Bu kasıtlı ve planlı kıyım Türkiye'nin kendi hukukunun ve Türkiye'nin taraf olduğu uluslararası antlaşmaların, uluslararası teamül hukukunun ve uluslararası hukukun emredici kurallarının da ağır bir ihlali niteliğindedir.

Devletin başta Kürt halkı olmak üzere tüm bölge halklarına karşı gerçekleştirdiği katliam ve uyguladığı bilinçli sürgün politikasından derhal vazgeçmesini, sokağa çıkma yasaklarının kaldırılmasını, gerçekleşen insan hakları ihlallerinin sorumlularının tespit edilerek cezalandırılmasını, yasağın uygulandığı yerde yaşayan vatandaşların uğradığı maddi ve manevi zararların tespit edilerek tazmin edilmesini, bu amaçla ulusal ve uluslararası bağımsız gözlemcilerin yıkım bölgelerinde giriş, gözlem ve raporlama yapmasına izin verilmesini talep ediyoruz.

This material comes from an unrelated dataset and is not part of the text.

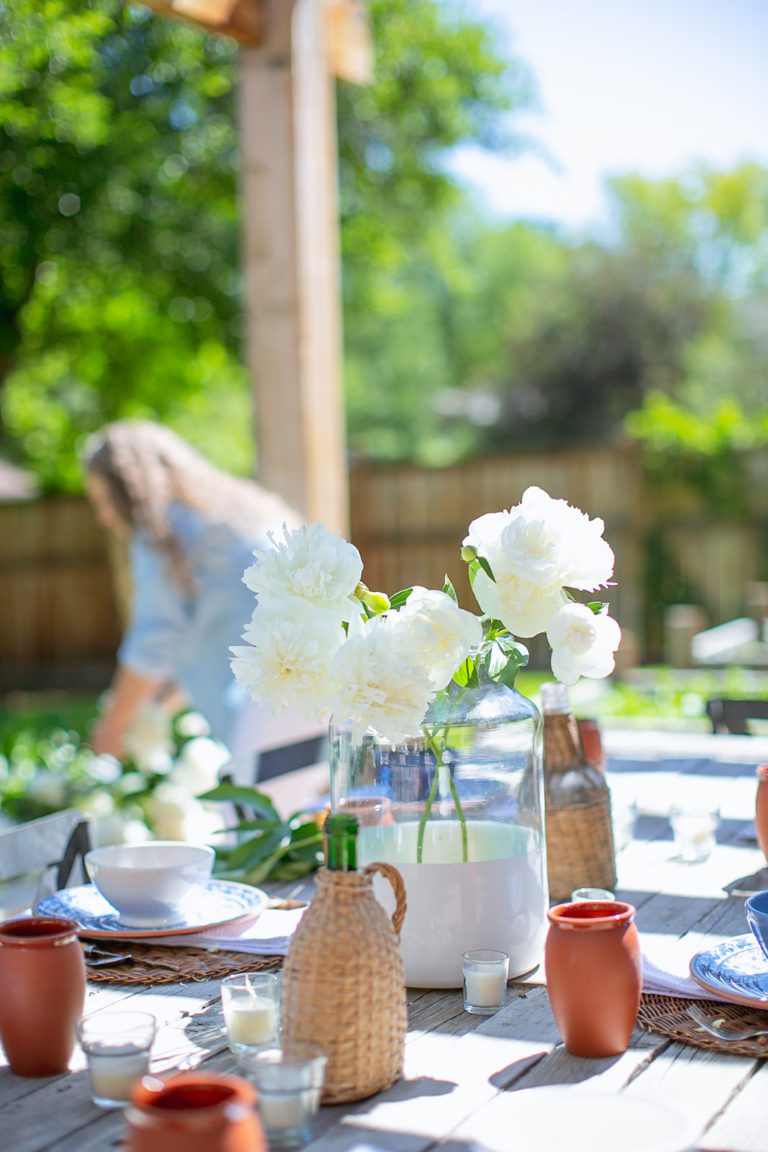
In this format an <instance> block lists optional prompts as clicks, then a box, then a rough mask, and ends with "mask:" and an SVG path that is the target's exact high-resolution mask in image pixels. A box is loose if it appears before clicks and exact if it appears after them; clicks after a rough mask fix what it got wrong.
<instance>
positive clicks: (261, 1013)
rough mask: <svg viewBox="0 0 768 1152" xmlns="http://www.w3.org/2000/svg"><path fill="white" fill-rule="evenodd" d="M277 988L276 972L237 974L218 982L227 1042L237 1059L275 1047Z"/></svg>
mask: <svg viewBox="0 0 768 1152" xmlns="http://www.w3.org/2000/svg"><path fill="white" fill-rule="evenodd" d="M280 986H281V985H280V976H279V973H276V972H237V973H236V975H234V976H227V977H226V978H225V979H223V980H222V982H221V1006H222V1008H223V1014H225V1025H226V1028H227V1039H228V1041H229V1049H230V1052H233V1053H234V1054H235V1055H236V1056H237V1055H238V1054H239V1053H241V1052H242V1051H243V1049H248V1048H259V1047H265V1046H267V1045H274V1044H276V1043H277V1036H279V1033H280Z"/></svg>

Müzakere koşullarının hazırlanmasını ve kalıcı bir barış için çözüm yollarının kurulmasını, hükümetin Kürt siyasi iradesinin taleplerini içeren bir yol haritasını oluşturmasını talep ediyoruz. Müzakere görüşmelerinde toplumun geniş kesimlerinden bağımsız gözlemcilerin bulunmasını talep ediyor ve bu gözlemciler arasında gönüllü olarak yer almak istediğimizi beyan ediyoruz. Siyasi iktidarın muhalefeti bastırmaya yönelik tüm yaptırımlarına karşı çıkıyoruz.

Devletin vatandaşlarına uyguladığı şiddete hemen şimdi son vermesini talep ediyor, bu ülkenin akademisyen ve araştırmacıları olarak sessiz kalıp bu katliamın suç ortağı olmayacağımızı beyan ediyor, bu talebimiz yerine gelene kadar siyasi partiler, meclis ve uluslararası kamuoyu nezdinde temaslarımızı durmaksızın sürdüreceğimizi taahhüt ediyoruz."